Quando siamo in crisi, siamo costretti ad essere più onesti con noi stessi. Molti di noi passano la maggior parte della propria vita vivendo con compiacimento, “ho avuto qualche problema qua e là ma in fondo sto bene”. Pensate per un secondo a qualcuno che ha passato la maggior parte della sua vita a mangiare, bere e fumare come gli piace, senza fare movimento, e poi arriva la malattia, che lo mette in crisi. A questo punto ci rendiamo conto di essere in una situazione di vita o di morte, non c'è più spazio per l'autoinganno.

Allora ognuno si rende conto che non ha mangiato bene, non ha fatto movimento, non avrebbe dovuto fumare ecc. Penso che ciò che Gesù ammira in questo ingiusto amministratore sia la sua onesta autovalutazione.

Quindi, noi in crisi spirituale dobbiamo essere in grado di dire: Signore, so che non va tutto bene con me. So che la mia vita spirituale non è come dovrebbe essere. Non sto pregando come dovrei, le mie relazioni non sono giuste, non mi prendo cura dei poveri, non sto facendo le opere di misericordia corporali e spirituali, non assisto alla messa con partecipazione attiva. Possiamo mentire a noi stessi finché non riconosciamo di essere in crisi, ma quando ci rendiamo conto del nostro bisogno di Dio, allora, possiamo dire come questo ingiusto amministratore che non va tutto bene.
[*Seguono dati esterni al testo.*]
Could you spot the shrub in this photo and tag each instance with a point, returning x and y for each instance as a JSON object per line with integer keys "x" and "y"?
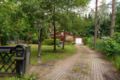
{"x": 106, "y": 45}
{"x": 110, "y": 47}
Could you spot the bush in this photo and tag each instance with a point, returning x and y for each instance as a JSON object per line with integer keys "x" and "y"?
{"x": 50, "y": 41}
{"x": 110, "y": 47}
{"x": 26, "y": 77}
{"x": 106, "y": 45}
{"x": 117, "y": 37}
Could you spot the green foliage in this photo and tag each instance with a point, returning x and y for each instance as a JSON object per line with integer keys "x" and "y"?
{"x": 49, "y": 55}
{"x": 116, "y": 37}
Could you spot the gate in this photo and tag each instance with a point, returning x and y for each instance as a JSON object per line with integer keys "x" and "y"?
{"x": 13, "y": 60}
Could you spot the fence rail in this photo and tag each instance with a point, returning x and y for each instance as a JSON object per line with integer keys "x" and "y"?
{"x": 14, "y": 60}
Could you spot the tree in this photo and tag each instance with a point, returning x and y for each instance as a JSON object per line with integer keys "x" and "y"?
{"x": 113, "y": 18}
{"x": 96, "y": 23}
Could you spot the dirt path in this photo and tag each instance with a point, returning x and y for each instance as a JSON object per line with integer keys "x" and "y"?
{"x": 84, "y": 65}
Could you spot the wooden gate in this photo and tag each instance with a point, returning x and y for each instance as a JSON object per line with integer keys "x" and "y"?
{"x": 12, "y": 60}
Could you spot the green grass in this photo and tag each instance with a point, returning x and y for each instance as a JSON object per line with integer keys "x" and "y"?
{"x": 49, "y": 55}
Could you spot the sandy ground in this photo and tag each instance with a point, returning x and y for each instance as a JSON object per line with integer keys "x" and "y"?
{"x": 86, "y": 64}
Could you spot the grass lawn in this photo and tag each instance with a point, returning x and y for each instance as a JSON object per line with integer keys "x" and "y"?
{"x": 49, "y": 55}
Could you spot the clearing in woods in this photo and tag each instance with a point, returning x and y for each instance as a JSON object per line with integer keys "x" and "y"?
{"x": 86, "y": 64}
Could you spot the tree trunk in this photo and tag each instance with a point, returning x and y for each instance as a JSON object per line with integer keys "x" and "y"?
{"x": 54, "y": 25}
{"x": 63, "y": 46}
{"x": 39, "y": 43}
{"x": 96, "y": 25}
{"x": 113, "y": 19}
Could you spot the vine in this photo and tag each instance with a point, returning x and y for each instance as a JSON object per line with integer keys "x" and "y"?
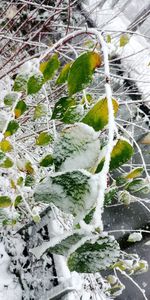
{"x": 82, "y": 145}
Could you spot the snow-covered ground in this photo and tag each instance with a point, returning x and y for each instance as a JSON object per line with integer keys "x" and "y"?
{"x": 136, "y": 53}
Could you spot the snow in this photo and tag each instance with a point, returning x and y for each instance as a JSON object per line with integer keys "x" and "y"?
{"x": 112, "y": 20}
{"x": 77, "y": 147}
{"x": 135, "y": 237}
{"x": 9, "y": 287}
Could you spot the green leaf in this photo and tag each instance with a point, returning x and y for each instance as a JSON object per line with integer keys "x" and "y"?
{"x": 29, "y": 180}
{"x": 20, "y": 108}
{"x": 47, "y": 161}
{"x": 43, "y": 139}
{"x": 7, "y": 163}
{"x": 134, "y": 173}
{"x": 77, "y": 147}
{"x": 10, "y": 98}
{"x": 97, "y": 117}
{"x": 20, "y": 181}
{"x": 67, "y": 110}
{"x": 5, "y": 201}
{"x": 73, "y": 192}
{"x": 62, "y": 106}
{"x": 63, "y": 247}
{"x": 11, "y": 128}
{"x": 3, "y": 120}
{"x": 108, "y": 38}
{"x": 109, "y": 195}
{"x": 20, "y": 84}
{"x": 124, "y": 40}
{"x": 28, "y": 168}
{"x": 121, "y": 153}
{"x": 94, "y": 256}
{"x": 35, "y": 83}
{"x": 48, "y": 68}
{"x": 88, "y": 218}
{"x": 5, "y": 146}
{"x": 138, "y": 185}
{"x": 82, "y": 70}
{"x": 40, "y": 111}
{"x": 63, "y": 76}
{"x": 18, "y": 200}
{"x": 2, "y": 155}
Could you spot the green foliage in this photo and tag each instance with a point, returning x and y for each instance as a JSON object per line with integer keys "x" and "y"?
{"x": 73, "y": 192}
{"x": 66, "y": 110}
{"x": 134, "y": 173}
{"x": 40, "y": 111}
{"x": 46, "y": 161}
{"x": 138, "y": 185}
{"x": 5, "y": 146}
{"x": 124, "y": 40}
{"x": 11, "y": 128}
{"x": 20, "y": 108}
{"x": 121, "y": 153}
{"x": 81, "y": 71}
{"x": 66, "y": 177}
{"x": 6, "y": 163}
{"x": 5, "y": 201}
{"x": 63, "y": 76}
{"x": 35, "y": 83}
{"x": 94, "y": 255}
{"x": 11, "y": 98}
{"x": 20, "y": 84}
{"x": 48, "y": 68}
{"x": 76, "y": 147}
{"x": 44, "y": 139}
{"x": 97, "y": 117}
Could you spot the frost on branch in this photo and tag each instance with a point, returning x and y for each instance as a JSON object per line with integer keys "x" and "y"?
{"x": 72, "y": 192}
{"x": 77, "y": 147}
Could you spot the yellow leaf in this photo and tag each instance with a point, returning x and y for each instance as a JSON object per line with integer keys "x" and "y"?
{"x": 5, "y": 146}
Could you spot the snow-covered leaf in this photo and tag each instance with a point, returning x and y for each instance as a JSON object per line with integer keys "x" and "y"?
{"x": 35, "y": 83}
{"x": 97, "y": 117}
{"x": 3, "y": 120}
{"x": 81, "y": 71}
{"x": 108, "y": 38}
{"x": 63, "y": 76}
{"x": 29, "y": 180}
{"x": 5, "y": 146}
{"x": 5, "y": 201}
{"x": 43, "y": 139}
{"x": 120, "y": 154}
{"x": 135, "y": 237}
{"x": 134, "y": 173}
{"x": 10, "y": 98}
{"x": 20, "y": 108}
{"x": 72, "y": 192}
{"x": 40, "y": 111}
{"x": 124, "y": 39}
{"x": 46, "y": 161}
{"x": 138, "y": 185}
{"x": 67, "y": 110}
{"x": 6, "y": 163}
{"x": 20, "y": 84}
{"x": 63, "y": 247}
{"x": 11, "y": 128}
{"x": 77, "y": 147}
{"x": 48, "y": 68}
{"x": 95, "y": 255}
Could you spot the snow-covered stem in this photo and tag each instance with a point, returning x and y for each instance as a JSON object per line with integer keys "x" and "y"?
{"x": 139, "y": 149}
{"x": 25, "y": 202}
{"x": 134, "y": 282}
{"x": 102, "y": 177}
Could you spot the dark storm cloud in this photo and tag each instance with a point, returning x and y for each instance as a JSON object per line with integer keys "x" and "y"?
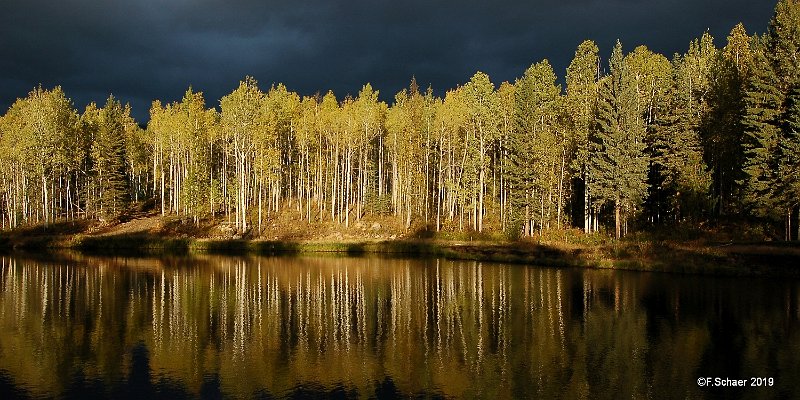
{"x": 154, "y": 49}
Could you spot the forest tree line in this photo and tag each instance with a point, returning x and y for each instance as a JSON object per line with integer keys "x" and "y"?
{"x": 638, "y": 139}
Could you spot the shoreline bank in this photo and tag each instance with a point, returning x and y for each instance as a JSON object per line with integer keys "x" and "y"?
{"x": 774, "y": 259}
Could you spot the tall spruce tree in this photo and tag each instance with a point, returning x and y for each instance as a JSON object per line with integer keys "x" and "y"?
{"x": 581, "y": 100}
{"x": 774, "y": 75}
{"x": 618, "y": 163}
{"x": 109, "y": 159}
{"x": 721, "y": 128}
{"x": 534, "y": 146}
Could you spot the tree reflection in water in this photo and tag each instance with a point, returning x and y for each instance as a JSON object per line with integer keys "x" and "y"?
{"x": 369, "y": 327}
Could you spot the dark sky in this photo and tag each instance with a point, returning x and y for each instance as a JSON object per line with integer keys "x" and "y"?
{"x": 141, "y": 50}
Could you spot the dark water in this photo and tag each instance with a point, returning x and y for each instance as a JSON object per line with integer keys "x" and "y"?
{"x": 326, "y": 327}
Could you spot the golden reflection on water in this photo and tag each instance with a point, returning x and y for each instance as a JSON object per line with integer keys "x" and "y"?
{"x": 459, "y": 329}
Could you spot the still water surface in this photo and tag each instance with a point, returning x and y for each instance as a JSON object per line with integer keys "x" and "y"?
{"x": 297, "y": 327}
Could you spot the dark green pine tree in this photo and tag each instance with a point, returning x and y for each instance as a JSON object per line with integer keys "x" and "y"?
{"x": 535, "y": 103}
{"x": 618, "y": 163}
{"x": 109, "y": 160}
{"x": 774, "y": 74}
{"x": 789, "y": 163}
{"x": 684, "y": 180}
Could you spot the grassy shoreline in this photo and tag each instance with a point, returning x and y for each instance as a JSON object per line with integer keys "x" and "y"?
{"x": 744, "y": 259}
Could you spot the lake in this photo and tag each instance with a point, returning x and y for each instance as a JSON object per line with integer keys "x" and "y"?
{"x": 74, "y": 326}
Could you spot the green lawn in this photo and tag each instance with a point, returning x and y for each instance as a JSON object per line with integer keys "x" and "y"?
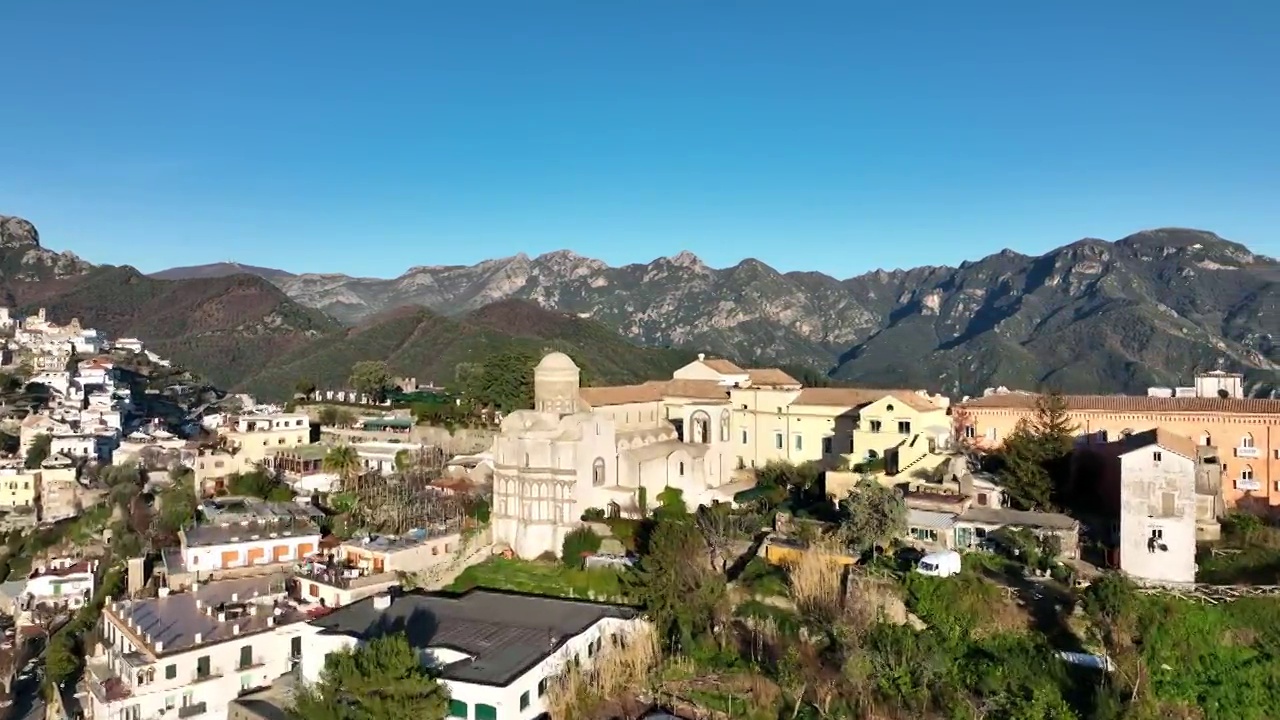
{"x": 542, "y": 578}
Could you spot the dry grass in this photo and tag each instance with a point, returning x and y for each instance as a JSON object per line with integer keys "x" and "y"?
{"x": 583, "y": 691}
{"x": 817, "y": 582}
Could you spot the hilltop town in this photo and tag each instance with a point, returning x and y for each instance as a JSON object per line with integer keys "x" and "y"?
{"x": 172, "y": 547}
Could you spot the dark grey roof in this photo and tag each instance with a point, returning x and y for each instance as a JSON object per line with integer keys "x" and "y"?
{"x": 1019, "y": 518}
{"x": 506, "y": 634}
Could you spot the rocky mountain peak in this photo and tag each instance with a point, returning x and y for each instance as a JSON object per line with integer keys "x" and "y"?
{"x": 18, "y": 232}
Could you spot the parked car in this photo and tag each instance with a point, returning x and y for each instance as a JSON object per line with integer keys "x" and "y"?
{"x": 940, "y": 564}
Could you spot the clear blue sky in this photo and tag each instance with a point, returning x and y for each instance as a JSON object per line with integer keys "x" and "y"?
{"x": 840, "y": 136}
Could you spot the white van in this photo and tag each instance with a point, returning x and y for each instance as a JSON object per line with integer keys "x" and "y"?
{"x": 940, "y": 564}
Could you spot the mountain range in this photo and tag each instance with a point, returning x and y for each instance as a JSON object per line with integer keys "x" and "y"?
{"x": 1089, "y": 317}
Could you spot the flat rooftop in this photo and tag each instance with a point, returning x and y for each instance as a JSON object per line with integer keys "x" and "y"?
{"x": 241, "y": 519}
{"x": 410, "y": 540}
{"x": 504, "y": 634}
{"x": 210, "y": 614}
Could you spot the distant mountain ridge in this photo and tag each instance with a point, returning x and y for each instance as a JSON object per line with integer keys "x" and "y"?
{"x": 1089, "y": 317}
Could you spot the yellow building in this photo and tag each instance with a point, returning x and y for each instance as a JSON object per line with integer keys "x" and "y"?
{"x": 18, "y": 486}
{"x": 254, "y": 438}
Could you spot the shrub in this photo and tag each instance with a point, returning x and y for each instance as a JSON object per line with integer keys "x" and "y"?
{"x": 577, "y": 545}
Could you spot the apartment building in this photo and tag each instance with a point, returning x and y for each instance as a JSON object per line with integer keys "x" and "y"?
{"x": 252, "y": 438}
{"x": 245, "y": 532}
{"x": 496, "y": 652}
{"x": 18, "y": 486}
{"x": 1246, "y": 431}
{"x": 191, "y": 654}
{"x": 64, "y": 582}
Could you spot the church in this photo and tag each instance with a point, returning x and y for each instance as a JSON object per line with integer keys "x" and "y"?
{"x": 608, "y": 447}
{"x": 702, "y": 432}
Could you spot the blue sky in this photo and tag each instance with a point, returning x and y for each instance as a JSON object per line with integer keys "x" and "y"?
{"x": 839, "y": 136}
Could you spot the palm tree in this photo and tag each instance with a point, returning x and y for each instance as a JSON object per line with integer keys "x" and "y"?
{"x": 343, "y": 461}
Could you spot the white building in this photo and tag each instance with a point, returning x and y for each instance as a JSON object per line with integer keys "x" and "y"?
{"x": 241, "y": 532}
{"x": 65, "y": 583}
{"x": 1157, "y": 507}
{"x": 496, "y": 652}
{"x": 190, "y": 654}
{"x": 611, "y": 447}
{"x": 131, "y": 343}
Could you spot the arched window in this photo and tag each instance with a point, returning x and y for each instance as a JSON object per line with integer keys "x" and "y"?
{"x": 700, "y": 427}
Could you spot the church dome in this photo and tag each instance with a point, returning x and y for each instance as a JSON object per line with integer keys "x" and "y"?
{"x": 557, "y": 361}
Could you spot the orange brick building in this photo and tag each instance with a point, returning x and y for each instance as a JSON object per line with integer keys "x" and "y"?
{"x": 1244, "y": 431}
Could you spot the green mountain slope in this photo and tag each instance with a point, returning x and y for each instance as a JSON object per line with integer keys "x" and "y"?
{"x": 420, "y": 343}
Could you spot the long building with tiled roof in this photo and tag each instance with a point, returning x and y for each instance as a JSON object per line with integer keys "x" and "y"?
{"x": 1246, "y": 431}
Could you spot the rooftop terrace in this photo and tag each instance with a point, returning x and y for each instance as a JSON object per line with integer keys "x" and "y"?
{"x": 504, "y": 634}
{"x": 208, "y": 614}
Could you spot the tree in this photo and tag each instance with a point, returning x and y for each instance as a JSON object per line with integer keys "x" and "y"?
{"x": 872, "y": 515}
{"x": 373, "y": 378}
{"x": 725, "y": 531}
{"x": 305, "y": 386}
{"x": 577, "y": 545}
{"x": 343, "y": 461}
{"x": 39, "y": 450}
{"x": 504, "y": 381}
{"x": 680, "y": 591}
{"x": 380, "y": 680}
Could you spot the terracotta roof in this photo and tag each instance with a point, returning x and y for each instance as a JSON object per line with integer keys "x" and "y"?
{"x": 859, "y": 397}
{"x": 1173, "y": 442}
{"x": 1132, "y": 404}
{"x": 722, "y": 367}
{"x": 766, "y": 377}
{"x": 653, "y": 391}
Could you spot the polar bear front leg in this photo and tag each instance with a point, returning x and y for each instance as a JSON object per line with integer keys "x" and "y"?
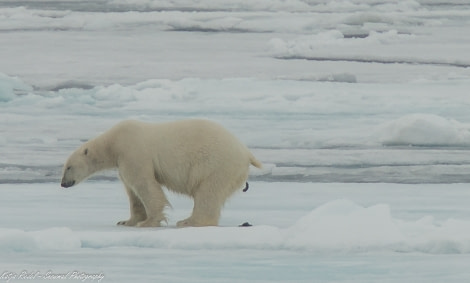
{"x": 206, "y": 212}
{"x": 145, "y": 194}
{"x": 154, "y": 201}
{"x": 137, "y": 209}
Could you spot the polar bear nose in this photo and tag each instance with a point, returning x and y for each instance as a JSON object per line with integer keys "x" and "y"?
{"x": 67, "y": 184}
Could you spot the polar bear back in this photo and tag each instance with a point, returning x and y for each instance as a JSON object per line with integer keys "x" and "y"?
{"x": 185, "y": 153}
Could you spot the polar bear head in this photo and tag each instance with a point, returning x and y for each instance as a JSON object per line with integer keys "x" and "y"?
{"x": 78, "y": 167}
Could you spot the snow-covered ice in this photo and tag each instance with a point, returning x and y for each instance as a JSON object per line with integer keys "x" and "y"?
{"x": 358, "y": 110}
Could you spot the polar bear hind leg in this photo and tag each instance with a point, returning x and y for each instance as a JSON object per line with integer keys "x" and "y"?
{"x": 209, "y": 200}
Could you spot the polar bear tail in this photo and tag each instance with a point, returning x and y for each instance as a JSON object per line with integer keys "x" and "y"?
{"x": 255, "y": 162}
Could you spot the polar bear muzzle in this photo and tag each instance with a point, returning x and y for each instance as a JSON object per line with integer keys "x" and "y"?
{"x": 67, "y": 184}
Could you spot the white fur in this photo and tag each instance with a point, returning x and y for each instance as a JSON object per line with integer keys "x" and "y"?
{"x": 198, "y": 158}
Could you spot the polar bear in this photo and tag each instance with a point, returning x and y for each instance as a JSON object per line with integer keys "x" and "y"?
{"x": 198, "y": 158}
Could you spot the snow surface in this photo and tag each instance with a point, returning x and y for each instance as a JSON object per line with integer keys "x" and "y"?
{"x": 358, "y": 110}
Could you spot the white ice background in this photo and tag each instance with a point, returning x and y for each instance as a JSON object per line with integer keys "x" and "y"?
{"x": 357, "y": 109}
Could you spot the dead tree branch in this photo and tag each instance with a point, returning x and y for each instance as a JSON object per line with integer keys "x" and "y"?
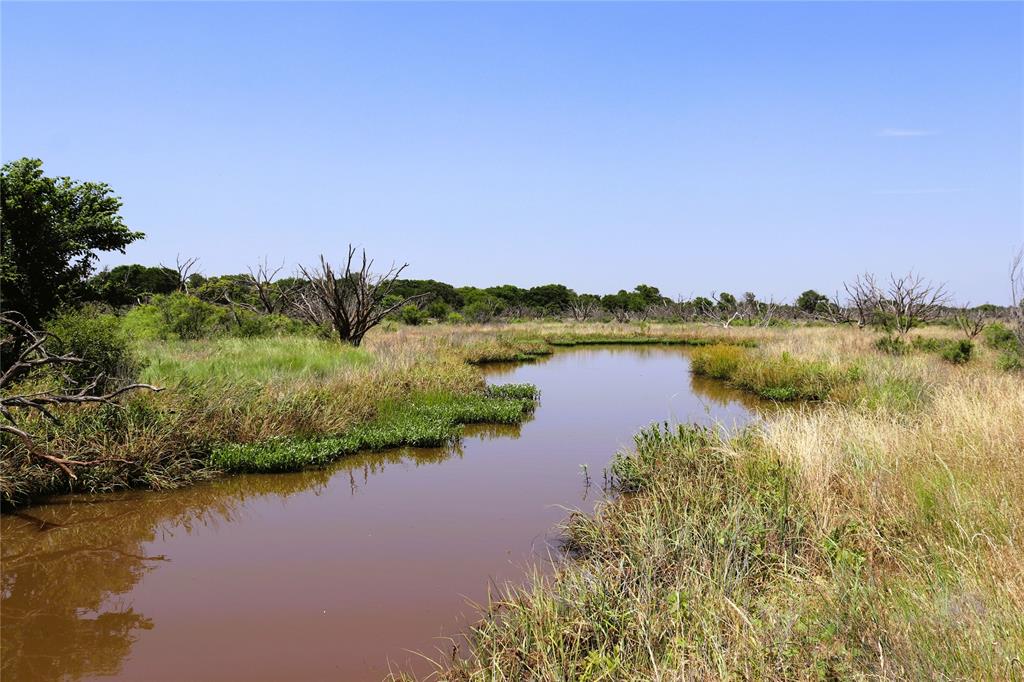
{"x": 352, "y": 300}
{"x": 33, "y": 354}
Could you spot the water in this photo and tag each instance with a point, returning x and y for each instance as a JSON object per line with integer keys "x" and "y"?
{"x": 335, "y": 573}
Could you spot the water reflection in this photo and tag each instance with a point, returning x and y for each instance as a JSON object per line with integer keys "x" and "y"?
{"x": 332, "y": 572}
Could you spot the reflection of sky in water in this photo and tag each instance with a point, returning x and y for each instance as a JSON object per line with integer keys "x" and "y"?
{"x": 329, "y": 573}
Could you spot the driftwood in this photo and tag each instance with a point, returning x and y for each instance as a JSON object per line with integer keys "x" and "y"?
{"x": 30, "y": 352}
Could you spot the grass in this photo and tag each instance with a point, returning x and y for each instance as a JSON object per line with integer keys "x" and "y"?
{"x": 228, "y": 360}
{"x": 425, "y": 421}
{"x": 780, "y": 377}
{"x": 875, "y": 536}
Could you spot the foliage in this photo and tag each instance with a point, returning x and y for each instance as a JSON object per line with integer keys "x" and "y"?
{"x": 130, "y": 285}
{"x": 999, "y": 337}
{"x": 428, "y": 421}
{"x": 98, "y": 339}
{"x": 772, "y": 377}
{"x": 413, "y": 314}
{"x": 810, "y": 301}
{"x": 52, "y": 226}
{"x": 956, "y": 352}
{"x": 892, "y": 345}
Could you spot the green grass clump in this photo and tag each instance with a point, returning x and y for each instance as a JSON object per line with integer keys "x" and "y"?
{"x": 427, "y": 421}
{"x": 717, "y": 361}
{"x": 685, "y": 572}
{"x": 229, "y": 360}
{"x": 773, "y": 378}
{"x": 637, "y": 338}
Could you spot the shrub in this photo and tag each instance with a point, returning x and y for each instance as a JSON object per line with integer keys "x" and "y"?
{"x": 956, "y": 352}
{"x": 412, "y": 314}
{"x": 1010, "y": 360}
{"x": 892, "y": 345}
{"x": 185, "y": 316}
{"x": 98, "y": 339}
{"x": 438, "y": 309}
{"x": 999, "y": 337}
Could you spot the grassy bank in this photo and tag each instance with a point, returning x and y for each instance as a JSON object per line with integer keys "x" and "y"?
{"x": 262, "y": 405}
{"x": 876, "y": 535}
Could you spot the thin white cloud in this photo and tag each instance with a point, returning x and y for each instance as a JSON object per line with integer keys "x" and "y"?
{"x": 905, "y": 132}
{"x": 926, "y": 190}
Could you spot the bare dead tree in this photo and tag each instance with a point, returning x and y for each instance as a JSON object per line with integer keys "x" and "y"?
{"x": 583, "y": 306}
{"x": 1017, "y": 296}
{"x": 32, "y": 355}
{"x": 353, "y": 301}
{"x": 272, "y": 298}
{"x": 720, "y": 310}
{"x": 862, "y": 297}
{"x": 185, "y": 267}
{"x": 970, "y": 321}
{"x": 910, "y": 300}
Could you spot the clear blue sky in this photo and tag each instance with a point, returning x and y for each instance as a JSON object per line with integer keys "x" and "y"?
{"x": 766, "y": 146}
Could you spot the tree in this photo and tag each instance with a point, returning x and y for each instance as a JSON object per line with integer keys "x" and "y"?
{"x": 1017, "y": 296}
{"x": 584, "y": 306}
{"x": 128, "y": 285}
{"x": 810, "y": 301}
{"x": 549, "y": 298}
{"x": 52, "y": 226}
{"x": 862, "y": 298}
{"x": 720, "y": 308}
{"x": 186, "y": 269}
{"x": 971, "y": 321}
{"x": 355, "y": 300}
{"x": 910, "y": 300}
{"x": 272, "y": 294}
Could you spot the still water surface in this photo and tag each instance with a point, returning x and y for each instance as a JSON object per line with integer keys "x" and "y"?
{"x": 335, "y": 573}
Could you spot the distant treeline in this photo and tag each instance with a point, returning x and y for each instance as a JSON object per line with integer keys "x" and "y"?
{"x": 260, "y": 291}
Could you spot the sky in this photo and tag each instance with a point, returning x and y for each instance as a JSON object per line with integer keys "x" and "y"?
{"x": 767, "y": 146}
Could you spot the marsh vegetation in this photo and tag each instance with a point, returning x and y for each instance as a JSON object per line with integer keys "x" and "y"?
{"x": 872, "y": 529}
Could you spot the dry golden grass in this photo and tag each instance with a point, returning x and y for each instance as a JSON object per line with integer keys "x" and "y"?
{"x": 878, "y": 535}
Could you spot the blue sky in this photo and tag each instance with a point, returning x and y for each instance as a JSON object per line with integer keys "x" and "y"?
{"x": 767, "y": 146}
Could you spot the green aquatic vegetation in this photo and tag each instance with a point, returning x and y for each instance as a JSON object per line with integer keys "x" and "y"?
{"x": 772, "y": 377}
{"x": 425, "y": 421}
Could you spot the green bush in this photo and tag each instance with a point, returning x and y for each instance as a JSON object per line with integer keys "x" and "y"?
{"x": 773, "y": 378}
{"x": 185, "y": 316}
{"x": 892, "y": 345}
{"x": 999, "y": 337}
{"x": 1010, "y": 360}
{"x": 412, "y": 314}
{"x": 438, "y": 309}
{"x": 178, "y": 315}
{"x": 98, "y": 339}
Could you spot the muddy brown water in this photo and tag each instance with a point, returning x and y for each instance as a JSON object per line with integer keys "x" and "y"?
{"x": 335, "y": 573}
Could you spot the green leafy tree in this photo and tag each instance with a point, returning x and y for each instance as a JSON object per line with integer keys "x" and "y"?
{"x": 52, "y": 228}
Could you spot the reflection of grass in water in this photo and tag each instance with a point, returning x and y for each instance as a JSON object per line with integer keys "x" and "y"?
{"x": 428, "y": 421}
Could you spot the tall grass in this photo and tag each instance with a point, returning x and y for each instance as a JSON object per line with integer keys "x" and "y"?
{"x": 876, "y": 536}
{"x": 424, "y": 421}
{"x": 230, "y": 360}
{"x": 780, "y": 377}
Terza e ultima qualità è che quest'uomo agisce, ma lo fa in modo immorale. Gesù non ci sta dicendo di essere immorali, ma ciò che ammira è la sua azione risoluta. È in crisi, conosce le proprie debolezze. Si valuta onestamente e poi decide di agire.

Se un uomo con tutte le cattive abitudini alimentari ha un l'infarto, si rende conto del fatto che è in crisi. Conosce le proprie debolezze. E se non agisce cambiando il modo di vivere, quell'uomo è in una situazione pericolosa.

Quindi, se la nostra vita di preghiera è debole, iniziamo a pregare ora, OGGI. Se non abbiamo assistito alla messa, alla parola di Dio attivamente, possiamo farlo ora. Se le nostre relazioni non funzionano, rimediamo ora. Se non facciamo le opere corporali e spirituali, agiamo con decisione ora.

L'azione decisiva è il risultato finale del risveglio dalla crisi, e penso che sia ciò che Gesù vuole da noi. Non c'è tempo da perdere nella vita spirituale. Il momento del giudizio, della decisione non è domani, non la prossima settimana. È ora, oggi. E allora agiamo subito.